Goheen v. Canada (May 1, 2019 – 2019 FCA 104, Stratas, Rennie (Author), Linden, JJ.A.).
Précis: The taxpayer claimed a US $30,000 charitable donation which CRA denied on the basis of absence of donative intent and imposed gross negligence penalties. During discoveries of the taxpayer it appeared that US $30,000 was subsequently deposited in the same account from which the alleged donation was made. The Crown relied upon that evidence at trial and the Tax Court dismissed the taxpayer’s appeal. The taxpayer appealed to the Federal Court of Appeal arguing, in part, that the Crown should have amended it pleadings if it intended to rely upon the US $30,000 deposit to support the disallowance of the alleged gift. The Court of Appeal dismissed the appeal from the bench holding that the deposit was simply evidence of the taxpayer that was relied upon by the Crown to support its assessing position, i.e., absence of donative intent. Costs were awarded to the Crown.
Decision: The Court of Appeal was not sympathetic to the taxpayer’s arguments:
 In our view, the appellant’s argument confuses a new theory or new set of assumptions with the evidence marshalled to support the Minister’s theory or assumptions. The Deposit was not a new theory or basis of reassessment; rather, it was additional, particularized evidence, in support of the Minister’s overarching theory. The Minister need not amend her pleadings every time an appellant produces new evidence that contradicts his own position. Nor do we accept the distinction that the appellant draws between a return on his investment as opposed to a return of his investment. Both are consistent with the Minister’s pleading that there was no donative intent.

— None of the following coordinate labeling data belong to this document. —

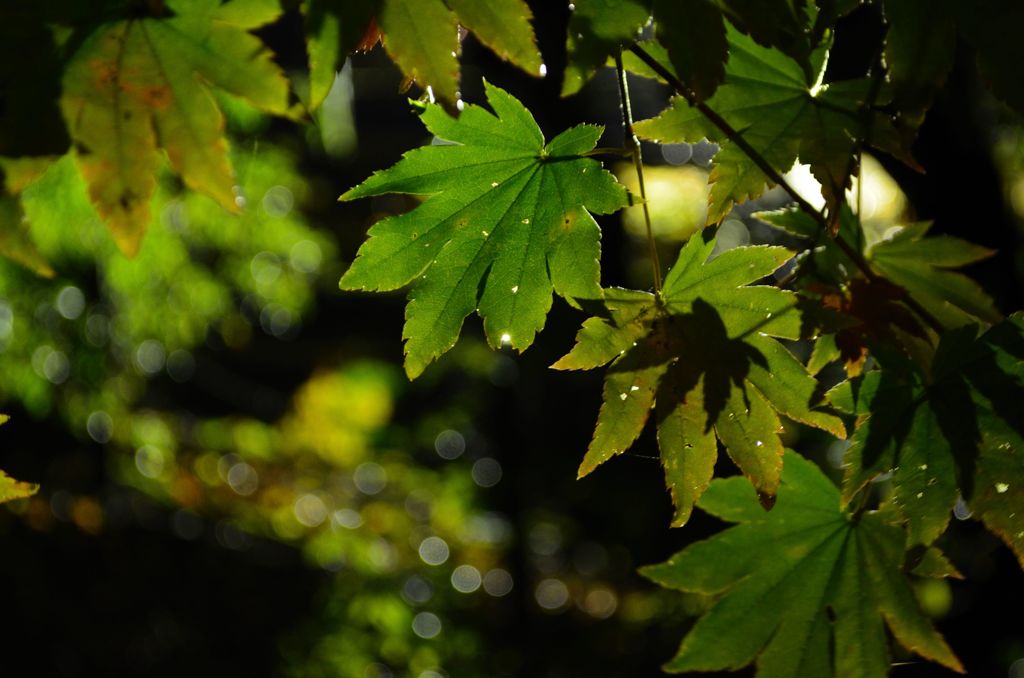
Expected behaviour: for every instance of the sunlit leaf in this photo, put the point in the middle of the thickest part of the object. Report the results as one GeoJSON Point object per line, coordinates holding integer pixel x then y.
{"type": "Point", "coordinates": [921, 265]}
{"type": "Point", "coordinates": [702, 357]}
{"type": "Point", "coordinates": [138, 85]}
{"type": "Point", "coordinates": [506, 224]}
{"type": "Point", "coordinates": [504, 27]}
{"type": "Point", "coordinates": [958, 431]}
{"type": "Point", "coordinates": [805, 590]}
{"type": "Point", "coordinates": [767, 98]}
{"type": "Point", "coordinates": [920, 48]}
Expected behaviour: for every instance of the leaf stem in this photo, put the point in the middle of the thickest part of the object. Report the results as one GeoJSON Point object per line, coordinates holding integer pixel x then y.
{"type": "Point", "coordinates": [733, 135]}
{"type": "Point", "coordinates": [631, 138]}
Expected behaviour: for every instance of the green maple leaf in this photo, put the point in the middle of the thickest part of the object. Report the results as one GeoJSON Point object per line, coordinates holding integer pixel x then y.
{"type": "Point", "coordinates": [596, 31]}
{"type": "Point", "coordinates": [960, 430]}
{"type": "Point", "coordinates": [15, 241]}
{"type": "Point", "coordinates": [334, 29]}
{"type": "Point", "coordinates": [693, 34]}
{"type": "Point", "coordinates": [506, 224]}
{"type": "Point", "coordinates": [702, 357]}
{"type": "Point", "coordinates": [921, 266]}
{"type": "Point", "coordinates": [690, 34]}
{"type": "Point", "coordinates": [766, 96]}
{"type": "Point", "coordinates": [422, 37]}
{"type": "Point", "coordinates": [11, 489]}
{"type": "Point", "coordinates": [805, 590]}
{"type": "Point", "coordinates": [138, 85]}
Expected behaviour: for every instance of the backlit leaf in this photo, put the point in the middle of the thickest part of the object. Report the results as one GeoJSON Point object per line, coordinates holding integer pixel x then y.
{"type": "Point", "coordinates": [960, 431]}
{"type": "Point", "coordinates": [506, 223]}
{"type": "Point", "coordinates": [422, 37]}
{"type": "Point", "coordinates": [504, 27]}
{"type": "Point", "coordinates": [921, 266]}
{"type": "Point", "coordinates": [334, 28]}
{"type": "Point", "coordinates": [11, 489]}
{"type": "Point", "coordinates": [693, 33]}
{"type": "Point", "coordinates": [767, 98]}
{"type": "Point", "coordinates": [702, 357]}
{"type": "Point", "coordinates": [805, 590]}
{"type": "Point", "coordinates": [138, 85]}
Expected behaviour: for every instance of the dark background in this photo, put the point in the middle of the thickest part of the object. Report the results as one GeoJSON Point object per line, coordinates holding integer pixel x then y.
{"type": "Point", "coordinates": [136, 600]}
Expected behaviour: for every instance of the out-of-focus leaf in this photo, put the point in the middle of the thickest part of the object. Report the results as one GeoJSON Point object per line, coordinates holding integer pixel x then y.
{"type": "Point", "coordinates": [921, 266]}
{"type": "Point", "coordinates": [138, 85]}
{"type": "Point", "coordinates": [422, 37]}
{"type": "Point", "coordinates": [920, 48]}
{"type": "Point", "coordinates": [504, 27]}
{"type": "Point", "coordinates": [958, 431]}
{"type": "Point", "coordinates": [334, 29]}
{"type": "Point", "coordinates": [506, 224]}
{"type": "Point", "coordinates": [15, 241]}
{"type": "Point", "coordinates": [597, 30]}
{"type": "Point", "coordinates": [693, 33]}
{"type": "Point", "coordinates": [766, 97]}
{"type": "Point", "coordinates": [11, 489]}
{"type": "Point", "coordinates": [805, 590]}
{"type": "Point", "coordinates": [30, 73]}
{"type": "Point", "coordinates": [992, 28]}
{"type": "Point", "coordinates": [781, 24]}
{"type": "Point", "coordinates": [702, 357]}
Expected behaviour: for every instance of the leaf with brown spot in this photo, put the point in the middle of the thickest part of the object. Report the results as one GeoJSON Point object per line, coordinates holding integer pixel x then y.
{"type": "Point", "coordinates": [139, 85]}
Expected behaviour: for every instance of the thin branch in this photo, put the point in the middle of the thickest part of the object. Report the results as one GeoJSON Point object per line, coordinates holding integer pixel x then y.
{"type": "Point", "coordinates": [733, 135]}
{"type": "Point", "coordinates": [631, 138]}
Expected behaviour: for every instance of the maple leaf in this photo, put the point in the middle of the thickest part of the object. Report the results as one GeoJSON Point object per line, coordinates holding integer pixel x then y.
{"type": "Point", "coordinates": [693, 33]}
{"type": "Point", "coordinates": [506, 224]}
{"type": "Point", "coordinates": [921, 266]}
{"type": "Point", "coordinates": [334, 29]}
{"type": "Point", "coordinates": [422, 37]}
{"type": "Point", "coordinates": [15, 241]}
{"type": "Point", "coordinates": [11, 489]}
{"type": "Point", "coordinates": [805, 590]}
{"type": "Point", "coordinates": [138, 85]}
{"type": "Point", "coordinates": [767, 97]}
{"type": "Point", "coordinates": [702, 357]}
{"type": "Point", "coordinates": [958, 430]}
{"type": "Point", "coordinates": [597, 29]}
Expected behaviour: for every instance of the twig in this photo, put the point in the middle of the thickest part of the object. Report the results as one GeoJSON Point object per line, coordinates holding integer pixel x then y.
{"type": "Point", "coordinates": [631, 138]}
{"type": "Point", "coordinates": [856, 257]}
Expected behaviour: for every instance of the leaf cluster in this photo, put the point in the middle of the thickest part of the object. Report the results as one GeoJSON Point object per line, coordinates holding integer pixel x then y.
{"type": "Point", "coordinates": [932, 374]}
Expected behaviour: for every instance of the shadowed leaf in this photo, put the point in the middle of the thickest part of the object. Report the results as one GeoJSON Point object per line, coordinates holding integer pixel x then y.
{"type": "Point", "coordinates": [507, 222]}
{"type": "Point", "coordinates": [805, 590]}
{"type": "Point", "coordinates": [138, 85]}
{"type": "Point", "coordinates": [702, 357]}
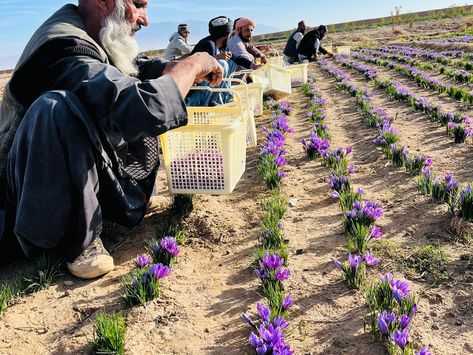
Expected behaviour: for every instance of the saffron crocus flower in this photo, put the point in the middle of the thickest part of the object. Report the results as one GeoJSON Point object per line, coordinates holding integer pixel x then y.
{"type": "Point", "coordinates": [263, 311]}
{"type": "Point", "coordinates": [400, 289]}
{"type": "Point", "coordinates": [170, 245]}
{"type": "Point", "coordinates": [351, 169]}
{"type": "Point", "coordinates": [384, 321]}
{"type": "Point", "coordinates": [280, 322]}
{"type": "Point", "coordinates": [273, 261]}
{"type": "Point", "coordinates": [338, 264]}
{"type": "Point", "coordinates": [287, 302]}
{"type": "Point", "coordinates": [401, 338]}
{"type": "Point", "coordinates": [404, 321]}
{"type": "Point", "coordinates": [142, 260]}
{"type": "Point", "coordinates": [424, 351]}
{"type": "Point", "coordinates": [354, 261]}
{"type": "Point", "coordinates": [370, 259]}
{"type": "Point", "coordinates": [280, 160]}
{"type": "Point", "coordinates": [282, 174]}
{"type": "Point", "coordinates": [282, 274]}
{"type": "Point", "coordinates": [376, 232]}
{"type": "Point", "coordinates": [413, 310]}
{"type": "Point", "coordinates": [248, 320]}
{"type": "Point", "coordinates": [159, 271]}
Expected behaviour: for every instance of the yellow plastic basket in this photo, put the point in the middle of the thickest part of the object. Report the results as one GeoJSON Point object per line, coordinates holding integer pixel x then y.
{"type": "Point", "coordinates": [241, 101]}
{"type": "Point", "coordinates": [276, 80]}
{"type": "Point", "coordinates": [208, 156]}
{"type": "Point", "coordinates": [275, 59]}
{"type": "Point", "coordinates": [344, 51]}
{"type": "Point", "coordinates": [255, 92]}
{"type": "Point", "coordinates": [248, 114]}
{"type": "Point", "coordinates": [298, 74]}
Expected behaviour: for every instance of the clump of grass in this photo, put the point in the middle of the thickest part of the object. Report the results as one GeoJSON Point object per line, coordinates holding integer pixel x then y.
{"type": "Point", "coordinates": [429, 259]}
{"type": "Point", "coordinates": [109, 334]}
{"type": "Point", "coordinates": [8, 292]}
{"type": "Point", "coordinates": [41, 274]}
{"type": "Point", "coordinates": [183, 204]}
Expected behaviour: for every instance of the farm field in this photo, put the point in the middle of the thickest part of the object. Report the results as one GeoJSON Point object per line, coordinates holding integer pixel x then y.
{"type": "Point", "coordinates": [213, 282]}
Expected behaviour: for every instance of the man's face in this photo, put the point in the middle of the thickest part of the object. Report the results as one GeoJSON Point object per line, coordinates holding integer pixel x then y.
{"type": "Point", "coordinates": [136, 14]}
{"type": "Point", "coordinates": [246, 32]}
{"type": "Point", "coordinates": [184, 33]}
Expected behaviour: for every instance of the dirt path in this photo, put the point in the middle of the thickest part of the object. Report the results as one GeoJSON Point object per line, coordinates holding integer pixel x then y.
{"type": "Point", "coordinates": [410, 219]}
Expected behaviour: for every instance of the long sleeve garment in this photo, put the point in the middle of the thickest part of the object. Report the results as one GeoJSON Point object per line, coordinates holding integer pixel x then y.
{"type": "Point", "coordinates": [123, 116]}
{"type": "Point", "coordinates": [177, 47]}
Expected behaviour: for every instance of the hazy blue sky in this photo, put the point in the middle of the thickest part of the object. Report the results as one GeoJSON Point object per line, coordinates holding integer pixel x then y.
{"type": "Point", "coordinates": [19, 18]}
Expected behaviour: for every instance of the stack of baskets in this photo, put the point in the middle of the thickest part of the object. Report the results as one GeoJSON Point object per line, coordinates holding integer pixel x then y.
{"type": "Point", "coordinates": [208, 156]}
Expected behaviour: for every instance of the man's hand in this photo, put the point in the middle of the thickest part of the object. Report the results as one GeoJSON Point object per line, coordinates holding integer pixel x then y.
{"type": "Point", "coordinates": [224, 55]}
{"type": "Point", "coordinates": [196, 68]}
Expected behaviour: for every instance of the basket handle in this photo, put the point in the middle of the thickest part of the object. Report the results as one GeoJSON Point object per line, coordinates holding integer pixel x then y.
{"type": "Point", "coordinates": [233, 92]}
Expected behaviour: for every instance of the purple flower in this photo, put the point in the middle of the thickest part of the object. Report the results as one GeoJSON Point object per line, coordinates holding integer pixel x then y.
{"type": "Point", "coordinates": [282, 275]}
{"type": "Point", "coordinates": [262, 274]}
{"type": "Point", "coordinates": [413, 310]}
{"type": "Point", "coordinates": [248, 320]}
{"type": "Point", "coordinates": [370, 260]}
{"type": "Point", "coordinates": [404, 321]}
{"type": "Point", "coordinates": [287, 302]}
{"type": "Point", "coordinates": [400, 289]}
{"type": "Point", "coordinates": [424, 351]}
{"type": "Point", "coordinates": [280, 160]}
{"type": "Point", "coordinates": [280, 322]}
{"type": "Point", "coordinates": [401, 338]}
{"type": "Point", "coordinates": [385, 320]}
{"type": "Point", "coordinates": [338, 264]}
{"type": "Point", "coordinates": [282, 174]}
{"type": "Point", "coordinates": [169, 244]}
{"type": "Point", "coordinates": [351, 169]}
{"type": "Point", "coordinates": [273, 261]}
{"type": "Point", "coordinates": [142, 260]}
{"type": "Point", "coordinates": [263, 311]}
{"type": "Point", "coordinates": [354, 261]}
{"type": "Point", "coordinates": [376, 232]}
{"type": "Point", "coordinates": [159, 271]}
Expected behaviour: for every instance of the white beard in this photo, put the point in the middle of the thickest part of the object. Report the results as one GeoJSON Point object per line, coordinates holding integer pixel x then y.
{"type": "Point", "coordinates": [115, 37]}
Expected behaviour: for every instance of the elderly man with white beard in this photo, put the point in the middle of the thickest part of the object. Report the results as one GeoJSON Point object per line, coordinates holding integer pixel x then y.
{"type": "Point", "coordinates": [79, 126]}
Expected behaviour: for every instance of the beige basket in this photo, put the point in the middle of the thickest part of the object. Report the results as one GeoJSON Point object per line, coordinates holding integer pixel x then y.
{"type": "Point", "coordinates": [255, 91]}
{"type": "Point", "coordinates": [275, 59]}
{"type": "Point", "coordinates": [208, 156]}
{"type": "Point", "coordinates": [276, 80]}
{"type": "Point", "coordinates": [344, 51]}
{"type": "Point", "coordinates": [298, 74]}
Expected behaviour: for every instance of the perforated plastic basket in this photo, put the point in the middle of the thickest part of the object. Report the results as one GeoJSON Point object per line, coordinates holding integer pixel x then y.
{"type": "Point", "coordinates": [207, 156]}
{"type": "Point", "coordinates": [344, 51]}
{"type": "Point", "coordinates": [276, 80]}
{"type": "Point", "coordinates": [298, 74]}
{"type": "Point", "coordinates": [275, 59]}
{"type": "Point", "coordinates": [255, 92]}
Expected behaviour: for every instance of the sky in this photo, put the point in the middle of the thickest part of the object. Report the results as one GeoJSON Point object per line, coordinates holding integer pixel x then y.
{"type": "Point", "coordinates": [20, 18]}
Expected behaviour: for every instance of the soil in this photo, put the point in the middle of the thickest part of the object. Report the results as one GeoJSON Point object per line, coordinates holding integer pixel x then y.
{"type": "Point", "coordinates": [200, 309]}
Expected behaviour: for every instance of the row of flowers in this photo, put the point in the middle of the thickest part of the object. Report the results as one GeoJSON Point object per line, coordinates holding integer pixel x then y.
{"type": "Point", "coordinates": [444, 189]}
{"type": "Point", "coordinates": [390, 302]}
{"type": "Point", "coordinates": [144, 282]}
{"type": "Point", "coordinates": [423, 80]}
{"type": "Point", "coordinates": [457, 124]}
{"type": "Point", "coordinates": [460, 76]}
{"type": "Point", "coordinates": [270, 330]}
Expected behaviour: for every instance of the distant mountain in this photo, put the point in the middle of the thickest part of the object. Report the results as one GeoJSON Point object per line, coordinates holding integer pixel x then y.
{"type": "Point", "coordinates": [8, 62]}
{"type": "Point", "coordinates": [156, 35]}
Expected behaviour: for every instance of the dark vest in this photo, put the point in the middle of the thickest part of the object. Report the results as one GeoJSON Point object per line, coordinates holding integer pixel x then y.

 We would also dismiss the argument that the Minister had the burden to prove the Deposit was, in fact, consideration flowing back to the appellant from Global. A taxpayer challenging an assessment must prove the facts upon which they rely and disprove the Minister’s assumptions related to those facts unless the assumed fact is particularly, or exclusively, within the Minister’s knowledge. Here, the Minister was not privy to the transaction and it would be incorrect to shift the burden to her as the facts underlying that transaction were within the appellant’s knowledge: see Transocean Offshore Ltd. v. Canada, 2005 FCA 104 at para. 35, 332 N.R. 21; Canada v. Anchor Pointe Energy Ltd., 2007 FCA 188 at paras. 35-36,  1 F.C.R. 839.
 Finally, we reject the appellant’s argument that the onus shifted to the Minister on the basis of the appellant’s simple assertion that he had the requisite intent. There was no evidence or explanation from the appellant which, on a prima facie basis, justified shifting the onus to the Minister. To the contrary, the judge found the appellant’s evidence to be inconsistent, unreliable and not to be believed.
As a result the appeal was dismissed from the bench, with costs.